Australia is getting ready for a widespread economic slowdown in the coming financial year, with COVID-19’s rebound now a thing of the past. Across all states, reduced consumption is expected as the effects of rate rises linger, causing economic growth to dip below trend levels. The rebound has supported very strong employment growth, and labour markets remain historically tight across the country, driving wage growth to over 4% in Western Australia and Tasmania and over 3.5% elsewhere. States have had varied budget outcomes, with COVID-19 leaving New South Wales and Victoria grappling with deficits, while elevated commodity prices buoyed Western Australia and Queensland’s revenues. Temporary cost-of-living relief spending has been a common thread.
Queensland
- Despite consumption deceleration, growth persists due to population, mining investment, and public infrastructure spending.
New South Wales
- Economic growth slowed since late 2022, though a Q1 rebound in business investment and consumption was observed.
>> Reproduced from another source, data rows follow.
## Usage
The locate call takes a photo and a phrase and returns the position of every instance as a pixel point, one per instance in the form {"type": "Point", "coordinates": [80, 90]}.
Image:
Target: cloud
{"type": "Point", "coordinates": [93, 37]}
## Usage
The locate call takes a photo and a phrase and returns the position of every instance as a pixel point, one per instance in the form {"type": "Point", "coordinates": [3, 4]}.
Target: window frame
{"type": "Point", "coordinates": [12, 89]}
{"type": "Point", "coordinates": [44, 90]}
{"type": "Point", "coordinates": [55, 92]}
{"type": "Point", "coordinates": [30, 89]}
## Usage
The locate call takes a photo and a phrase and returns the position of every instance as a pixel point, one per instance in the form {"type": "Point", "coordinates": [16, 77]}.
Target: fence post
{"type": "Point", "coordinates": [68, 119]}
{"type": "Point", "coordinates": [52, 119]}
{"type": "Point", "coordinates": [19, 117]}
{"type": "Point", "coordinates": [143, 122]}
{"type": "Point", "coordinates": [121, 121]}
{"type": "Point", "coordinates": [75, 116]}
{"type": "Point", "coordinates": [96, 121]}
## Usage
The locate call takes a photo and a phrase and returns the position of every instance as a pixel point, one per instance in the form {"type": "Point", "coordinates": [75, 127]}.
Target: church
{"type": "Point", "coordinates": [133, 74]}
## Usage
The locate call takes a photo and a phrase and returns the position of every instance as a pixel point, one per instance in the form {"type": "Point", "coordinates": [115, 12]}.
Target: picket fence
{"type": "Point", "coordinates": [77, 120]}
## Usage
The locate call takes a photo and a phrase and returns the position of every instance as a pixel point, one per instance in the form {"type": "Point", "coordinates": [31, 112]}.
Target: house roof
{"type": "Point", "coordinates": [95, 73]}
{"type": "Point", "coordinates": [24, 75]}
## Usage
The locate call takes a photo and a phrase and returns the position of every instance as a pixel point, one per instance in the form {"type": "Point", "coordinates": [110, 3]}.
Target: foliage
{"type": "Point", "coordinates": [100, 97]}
Labour markets remain robust, with unemployment below 3%.
Victoria
- Consumption slowdown continues due to rate hikes and inflation’s impact on households. Household consumer growth was 0.3% in Q1, and further softening is expected in H2 2023.
Western Australia
- Strong performance driven by the public sector benefits from iron ore exports, though consumption grew modestly. WA’s state budget showed an operating surplus increase.
South Australia
- Economic growth decelerates and is projected to face further pressure in the near term. The state’s budget anticipates a return to surplus in 2023–24, despite ongoing deficits.
Tasmania
- The economy has remained resilient, though slowed consumption and normalising business investment are projected as potential challenges.